Pictures, Pictures, Pictures. As I was having one of my many bathroom-photoshoots last night, I took a picture of my scars. Not necessarily to see them, but to play with angles and to see how the light hit my face. Once I was reviewing the pictures on the computer, emotions hit me. My scars show me where I have been, and I thank God I’m not where I was.
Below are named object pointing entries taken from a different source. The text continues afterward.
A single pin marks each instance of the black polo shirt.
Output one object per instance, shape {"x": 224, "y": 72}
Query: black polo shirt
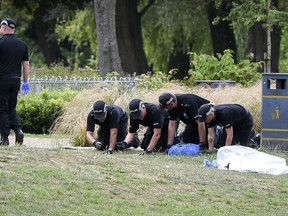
{"x": 187, "y": 110}
{"x": 228, "y": 115}
{"x": 153, "y": 119}
{"x": 12, "y": 52}
{"x": 114, "y": 116}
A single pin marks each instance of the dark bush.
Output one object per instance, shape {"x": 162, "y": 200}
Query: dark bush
{"x": 37, "y": 111}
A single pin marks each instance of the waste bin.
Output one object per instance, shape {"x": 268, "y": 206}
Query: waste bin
{"x": 274, "y": 132}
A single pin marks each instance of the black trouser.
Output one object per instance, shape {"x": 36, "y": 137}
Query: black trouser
{"x": 190, "y": 134}
{"x": 241, "y": 134}
{"x": 103, "y": 134}
{"x": 162, "y": 142}
{"x": 9, "y": 88}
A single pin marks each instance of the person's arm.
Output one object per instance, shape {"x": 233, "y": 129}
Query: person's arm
{"x": 90, "y": 137}
{"x": 113, "y": 138}
{"x": 155, "y": 138}
{"x": 171, "y": 131}
{"x": 229, "y": 138}
{"x": 211, "y": 138}
{"x": 201, "y": 132}
{"x": 26, "y": 70}
{"x": 130, "y": 137}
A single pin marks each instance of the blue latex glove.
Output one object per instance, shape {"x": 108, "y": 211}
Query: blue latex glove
{"x": 25, "y": 87}
{"x": 208, "y": 163}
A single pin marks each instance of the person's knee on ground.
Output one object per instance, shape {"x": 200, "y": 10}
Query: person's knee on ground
{"x": 99, "y": 145}
{"x": 19, "y": 136}
{"x": 4, "y": 140}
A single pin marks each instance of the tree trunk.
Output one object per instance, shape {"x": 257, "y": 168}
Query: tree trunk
{"x": 258, "y": 45}
{"x": 222, "y": 34}
{"x": 181, "y": 61}
{"x": 49, "y": 47}
{"x": 120, "y": 43}
{"x": 129, "y": 37}
{"x": 108, "y": 54}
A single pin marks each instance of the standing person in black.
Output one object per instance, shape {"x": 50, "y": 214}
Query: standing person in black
{"x": 185, "y": 107}
{"x": 13, "y": 61}
{"x": 156, "y": 121}
{"x": 236, "y": 121}
{"x": 113, "y": 123}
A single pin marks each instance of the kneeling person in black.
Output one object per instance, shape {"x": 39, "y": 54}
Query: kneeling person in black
{"x": 148, "y": 114}
{"x": 236, "y": 121}
{"x": 113, "y": 123}
{"x": 185, "y": 107}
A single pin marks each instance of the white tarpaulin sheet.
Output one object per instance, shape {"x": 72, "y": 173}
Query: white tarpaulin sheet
{"x": 245, "y": 159}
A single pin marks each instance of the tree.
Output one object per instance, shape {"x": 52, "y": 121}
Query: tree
{"x": 173, "y": 28}
{"x": 221, "y": 33}
{"x": 120, "y": 43}
{"x": 253, "y": 15}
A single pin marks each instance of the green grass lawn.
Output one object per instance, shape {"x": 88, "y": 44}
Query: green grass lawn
{"x": 87, "y": 182}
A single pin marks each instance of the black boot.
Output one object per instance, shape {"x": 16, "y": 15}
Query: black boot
{"x": 4, "y": 141}
{"x": 19, "y": 136}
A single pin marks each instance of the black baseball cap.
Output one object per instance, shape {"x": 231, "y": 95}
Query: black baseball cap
{"x": 204, "y": 111}
{"x": 9, "y": 22}
{"x": 99, "y": 109}
{"x": 165, "y": 99}
{"x": 135, "y": 107}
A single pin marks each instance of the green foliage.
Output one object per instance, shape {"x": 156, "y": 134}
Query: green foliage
{"x": 154, "y": 81}
{"x": 283, "y": 66}
{"x": 246, "y": 13}
{"x": 223, "y": 67}
{"x": 78, "y": 27}
{"x": 38, "y": 111}
{"x": 58, "y": 70}
{"x": 174, "y": 26}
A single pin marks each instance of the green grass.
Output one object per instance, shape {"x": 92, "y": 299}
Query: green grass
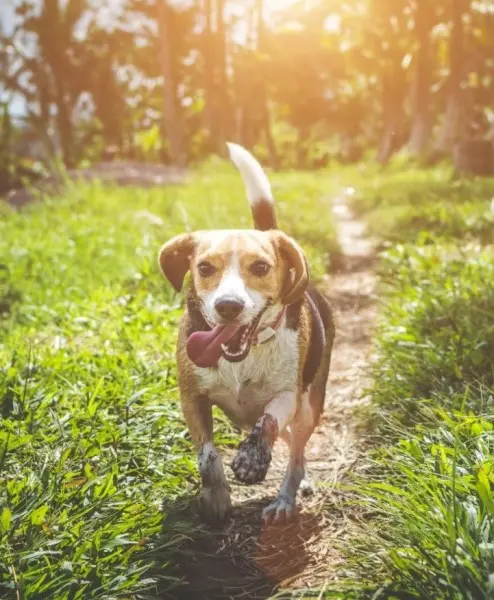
{"x": 398, "y": 205}
{"x": 426, "y": 499}
{"x": 91, "y": 436}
Surgery after surgery to remove/make the scars less visible only remind me of where I have been. I think back to December 16, 1998, and I smile because God allowed me to make it through that day. A little beat up and a little bruised, but still here to smile. So often I want to change things about myself. I want my scars to be gone or have liposuction of the cheeks, stomach, and thighs or cut off my big toe so that I can wear a size 11 shoes instead of 12 since most stores stop at 11. Craziness, I know but it runs through my head at times. Sometimes we just want to have a HUGE pity party, and we don’t want anyone to rain on our party. You may say, “You’re pretty to me,” but I’ll say, “That’s only to you.” Anything you say, I’ll have a comeback for you.
Small things tend to hold me back, and I had to change that quickly. Am I not going to explore the USA because I might have a flat tire? Heck No. That is why you have God and Triple A. Am I not going to fly on plane, because it might crash? Heck No. That’s why my mom and dad taught me how to pray and TRUST God. Plus if I know, I know I’m going to Heaven. Am I not going to learn how to swim because I might drown? Heck No. That’s why there are lifeguards and prayer. Plus everyone told me fat floats. ☺
My scars can’t hold me back any longer. I must enjoy my life. Life is too short, and we all know it. It is up to YOU to do something about it. Don't regret your past and worry about your future. Be happy that God gave you a chance to live and enjoy the present. I know I am. My scars are beautiful! You may not like them, but that is why they are on me and not on you. I can handle them.
These pictures are from my last surgery to make my scars less visible. It was a failure!! After the stitches came off, they began to keloid. This caused me to have to get steroid injections in my face to make them go down.